John Ivers Conservatory-level Music Education

ON TRANSFERRING TO MARLBORO

When I was at other colleges, I knew I didn’t actually want to be there. I was taking classes I was interested in, and getting some credits, but I wanted to go to a smaller liberal arts college and was looking for where might be a good fit. I sort of stumbled onto Marlboro and I really liked how small it is and the Plan of Concentration. Doing music composition at other schools I was looking at, you end up not composing very much as an undergrad student. I didn’t think it was worth it to go to a college that wouldn’t allow me do that. I knew that Marlboro would let me structure my education: I could take four- to six- credit composition tutorials, basically from the moment I got here, and actually be doing what I want to be doing.

ON BRANCHING OUT

I came here and I was like, “I’m just going to do music. I know what I need to learn.” But now, branching out is really refreshing—to get into all of these different forms of art and see how people think about it differently. Like how a choreographer thinks about making a dance or what a sculptor is trying to say. Same in theater: improvising or doing physical theater is really being in the body. Because so much of music is completely intellectual, you know…so it’s been very refreshing with dance and theater to explore that side of it.

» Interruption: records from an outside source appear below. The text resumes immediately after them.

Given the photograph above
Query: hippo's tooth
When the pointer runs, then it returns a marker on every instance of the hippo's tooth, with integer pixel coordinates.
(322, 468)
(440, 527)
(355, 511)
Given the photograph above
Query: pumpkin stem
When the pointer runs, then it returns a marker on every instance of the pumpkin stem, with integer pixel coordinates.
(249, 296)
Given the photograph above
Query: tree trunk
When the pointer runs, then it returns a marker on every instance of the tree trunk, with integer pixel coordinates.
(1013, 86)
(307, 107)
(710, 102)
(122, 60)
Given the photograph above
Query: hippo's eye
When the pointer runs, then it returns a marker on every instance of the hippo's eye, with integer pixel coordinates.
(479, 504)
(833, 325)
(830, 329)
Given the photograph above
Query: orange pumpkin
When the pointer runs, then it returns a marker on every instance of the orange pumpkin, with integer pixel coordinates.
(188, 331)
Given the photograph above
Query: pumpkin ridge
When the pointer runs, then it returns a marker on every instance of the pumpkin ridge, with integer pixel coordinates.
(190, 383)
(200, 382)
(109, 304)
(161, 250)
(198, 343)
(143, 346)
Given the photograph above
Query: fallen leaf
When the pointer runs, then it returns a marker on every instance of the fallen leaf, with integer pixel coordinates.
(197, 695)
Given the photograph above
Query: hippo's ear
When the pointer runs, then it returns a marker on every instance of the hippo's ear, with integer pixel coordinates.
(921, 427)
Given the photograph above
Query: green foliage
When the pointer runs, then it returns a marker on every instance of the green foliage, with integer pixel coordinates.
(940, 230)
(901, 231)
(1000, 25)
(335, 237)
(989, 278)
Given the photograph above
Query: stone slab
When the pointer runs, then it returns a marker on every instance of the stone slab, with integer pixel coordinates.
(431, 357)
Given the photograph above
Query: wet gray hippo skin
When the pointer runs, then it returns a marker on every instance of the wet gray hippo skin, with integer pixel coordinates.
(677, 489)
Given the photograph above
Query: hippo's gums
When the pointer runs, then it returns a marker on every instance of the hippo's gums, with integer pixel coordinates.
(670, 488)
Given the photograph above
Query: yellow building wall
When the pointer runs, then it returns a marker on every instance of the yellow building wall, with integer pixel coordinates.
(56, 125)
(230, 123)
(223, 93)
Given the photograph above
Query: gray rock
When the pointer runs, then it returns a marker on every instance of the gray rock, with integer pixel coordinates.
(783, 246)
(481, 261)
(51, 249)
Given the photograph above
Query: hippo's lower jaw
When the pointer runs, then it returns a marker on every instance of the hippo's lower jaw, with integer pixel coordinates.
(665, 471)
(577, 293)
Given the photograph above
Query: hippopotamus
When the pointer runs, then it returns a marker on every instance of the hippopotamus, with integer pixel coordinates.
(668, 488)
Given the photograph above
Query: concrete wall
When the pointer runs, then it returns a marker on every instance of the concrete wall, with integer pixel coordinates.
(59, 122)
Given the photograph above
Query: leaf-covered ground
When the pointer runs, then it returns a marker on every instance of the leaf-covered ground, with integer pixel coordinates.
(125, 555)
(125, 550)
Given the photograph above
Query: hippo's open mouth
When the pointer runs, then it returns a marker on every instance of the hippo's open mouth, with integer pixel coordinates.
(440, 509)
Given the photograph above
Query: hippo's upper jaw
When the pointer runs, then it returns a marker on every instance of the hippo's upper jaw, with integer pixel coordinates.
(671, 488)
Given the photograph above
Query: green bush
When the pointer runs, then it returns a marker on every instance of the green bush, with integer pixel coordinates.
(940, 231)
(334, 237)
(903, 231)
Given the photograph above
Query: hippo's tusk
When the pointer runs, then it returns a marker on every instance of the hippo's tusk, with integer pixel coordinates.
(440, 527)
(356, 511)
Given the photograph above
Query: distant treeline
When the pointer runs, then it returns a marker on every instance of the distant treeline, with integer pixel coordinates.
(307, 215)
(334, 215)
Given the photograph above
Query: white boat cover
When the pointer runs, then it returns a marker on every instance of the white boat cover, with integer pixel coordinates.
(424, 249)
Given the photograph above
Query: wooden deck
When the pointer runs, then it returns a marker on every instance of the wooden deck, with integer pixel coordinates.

ON SOCIAL LIFE AT MARLBORO

Yeah, I like broomball. Broomball is great, and soccer has been really fun. And just playing music with people—So much of my social life is just structured around what I’m interested in doing, so I relate to people a lot. I’m like, “Let’s go play some music.” I’m really focused on my work. A number of the music students this year were older like me, but I feel very comfortable interacting with other people of any age around music. I think that to be successful at Marlboro there’s a level of self-motivation and maturity required—even somebody who’s 19 is doing something they are interested in, and passionate about—so that distinction isn’t so great.

ON STUDYING MUSIC AT MARLBORO

I think at a place like Marlboro, you’re rarely going to get conservatory-level musicians, and that’s implied, but I get a conservatory-level education in the liberal arts, so it doesn’t really bother me. Since there are not so many music students, and there are two music professors, I was taking tutorials the semester I got here. I’m in this wonderful situation where I have complete control and complete choice of what I want to be studying and I don’t have to wait in line to take the tutorial I’m interested in. You can’t get that anywhere else. I’m ending up with more performance opportunities that the typical undergraduate in a conservatory would.

ADVICE FOR INCOMING STUDENTS

I suggest taking classes that you don’t think you’d be interested in. I’ve done that a number of times. I didn’t think I would get into physical theater, but it was really good. I think jumping into things that make you uncomfortable is good. So maybe, your first couple of semesters, choose a class that you’re resistant to, and you think it would be really uncomfortable, whether you’re an artist taking a math class or if you’re a scientist taking a theater class. It’s really great.